1. Justice itself may set both hand and seal to the acquittances and discharges of believers.
2. The greatest innocence and piety cannot exempt from persecution and injury. Persecution follows piety as the shadow does the body, 2 Tim. 3:12. Let it not be said of you, as it is of the hypocrite, whose lusts are only hid, but not mortified by his duties, that he is like flint, which seems cold; but if you strike him, he is all fiery.
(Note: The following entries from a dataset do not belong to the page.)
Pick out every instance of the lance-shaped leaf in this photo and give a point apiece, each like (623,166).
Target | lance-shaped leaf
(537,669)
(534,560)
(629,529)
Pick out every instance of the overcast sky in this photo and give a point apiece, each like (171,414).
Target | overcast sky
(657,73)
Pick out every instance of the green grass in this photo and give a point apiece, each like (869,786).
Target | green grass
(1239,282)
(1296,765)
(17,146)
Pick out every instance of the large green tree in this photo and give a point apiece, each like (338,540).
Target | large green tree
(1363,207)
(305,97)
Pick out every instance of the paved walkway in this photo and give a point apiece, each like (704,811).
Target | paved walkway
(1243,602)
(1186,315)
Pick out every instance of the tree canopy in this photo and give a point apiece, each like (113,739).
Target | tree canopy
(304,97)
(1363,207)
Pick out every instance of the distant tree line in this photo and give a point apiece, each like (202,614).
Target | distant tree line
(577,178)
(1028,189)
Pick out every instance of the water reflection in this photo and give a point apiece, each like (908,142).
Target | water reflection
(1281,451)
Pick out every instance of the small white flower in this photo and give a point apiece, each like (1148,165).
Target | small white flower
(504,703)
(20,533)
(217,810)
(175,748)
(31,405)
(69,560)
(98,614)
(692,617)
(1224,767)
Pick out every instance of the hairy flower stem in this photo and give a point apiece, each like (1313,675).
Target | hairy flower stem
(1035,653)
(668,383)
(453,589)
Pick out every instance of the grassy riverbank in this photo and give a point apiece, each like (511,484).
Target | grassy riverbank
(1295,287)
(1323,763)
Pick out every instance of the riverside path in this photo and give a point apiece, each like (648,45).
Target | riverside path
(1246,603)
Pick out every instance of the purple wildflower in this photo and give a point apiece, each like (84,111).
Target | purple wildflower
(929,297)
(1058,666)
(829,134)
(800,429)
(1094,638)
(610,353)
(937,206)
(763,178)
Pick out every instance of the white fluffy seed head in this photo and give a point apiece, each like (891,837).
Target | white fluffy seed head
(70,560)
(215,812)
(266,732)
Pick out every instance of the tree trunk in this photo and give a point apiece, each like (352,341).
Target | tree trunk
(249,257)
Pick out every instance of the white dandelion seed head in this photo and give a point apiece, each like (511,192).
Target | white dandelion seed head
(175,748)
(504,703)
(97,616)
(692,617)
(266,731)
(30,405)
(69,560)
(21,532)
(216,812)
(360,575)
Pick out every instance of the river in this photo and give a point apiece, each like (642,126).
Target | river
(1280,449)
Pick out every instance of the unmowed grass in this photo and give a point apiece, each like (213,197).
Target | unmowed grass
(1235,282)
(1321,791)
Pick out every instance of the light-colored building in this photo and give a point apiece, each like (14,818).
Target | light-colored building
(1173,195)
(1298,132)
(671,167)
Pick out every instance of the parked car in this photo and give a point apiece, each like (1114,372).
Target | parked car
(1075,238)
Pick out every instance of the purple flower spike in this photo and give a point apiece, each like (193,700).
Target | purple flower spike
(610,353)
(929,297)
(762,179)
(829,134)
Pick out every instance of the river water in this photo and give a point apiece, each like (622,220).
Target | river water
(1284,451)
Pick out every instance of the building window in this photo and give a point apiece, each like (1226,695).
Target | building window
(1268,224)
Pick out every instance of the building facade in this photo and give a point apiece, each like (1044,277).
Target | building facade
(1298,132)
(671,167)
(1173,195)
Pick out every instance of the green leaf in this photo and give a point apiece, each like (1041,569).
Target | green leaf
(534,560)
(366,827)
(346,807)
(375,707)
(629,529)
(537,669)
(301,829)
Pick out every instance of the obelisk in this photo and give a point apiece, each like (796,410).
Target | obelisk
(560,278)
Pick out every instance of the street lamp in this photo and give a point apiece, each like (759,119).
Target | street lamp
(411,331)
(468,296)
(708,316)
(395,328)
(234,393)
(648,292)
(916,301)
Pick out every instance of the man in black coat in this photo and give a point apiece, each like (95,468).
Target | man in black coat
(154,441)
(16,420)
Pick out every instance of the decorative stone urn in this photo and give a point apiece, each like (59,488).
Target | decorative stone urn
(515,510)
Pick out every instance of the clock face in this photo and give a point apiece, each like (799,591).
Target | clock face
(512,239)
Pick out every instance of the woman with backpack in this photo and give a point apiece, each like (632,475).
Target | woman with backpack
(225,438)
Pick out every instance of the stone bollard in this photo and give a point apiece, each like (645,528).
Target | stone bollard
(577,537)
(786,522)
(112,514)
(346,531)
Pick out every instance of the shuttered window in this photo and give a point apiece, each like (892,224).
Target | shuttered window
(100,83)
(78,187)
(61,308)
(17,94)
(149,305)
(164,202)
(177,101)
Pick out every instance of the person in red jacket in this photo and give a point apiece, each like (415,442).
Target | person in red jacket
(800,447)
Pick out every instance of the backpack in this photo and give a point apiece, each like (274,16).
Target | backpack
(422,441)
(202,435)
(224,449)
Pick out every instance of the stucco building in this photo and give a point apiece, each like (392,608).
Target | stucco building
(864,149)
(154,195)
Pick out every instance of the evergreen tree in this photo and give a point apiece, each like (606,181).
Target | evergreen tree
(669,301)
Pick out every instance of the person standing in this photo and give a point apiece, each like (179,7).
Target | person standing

To do well, and suffer ill, is Christ-like.
3. Such as are full of grace and holiness, may be destitute and empty of creature-comforts.
4. Those in whom Satan has no interest, may have most trouble from him in this world, John 14:30. “The Prince of this world comes, and has nothing in me.” Where he knows he cannot be a conqueror he will not cease to be a troubler.
5. A compassionate spirit, towards such as labor under burdens of sin, or affliction, is Christ like, and truly excellent, Col 3:12; Rom 12:15; 2 Cor 11:29; Gal 6:1.
6. The judgement the world gives of persons, and their worth, is little to be regarded. The saints are styled persons, “of whom the world is not worthy” Heb. 11:38.
7. Pass through all the troubles of your life with a contended, composed spirit, as Christ your fore-runner did.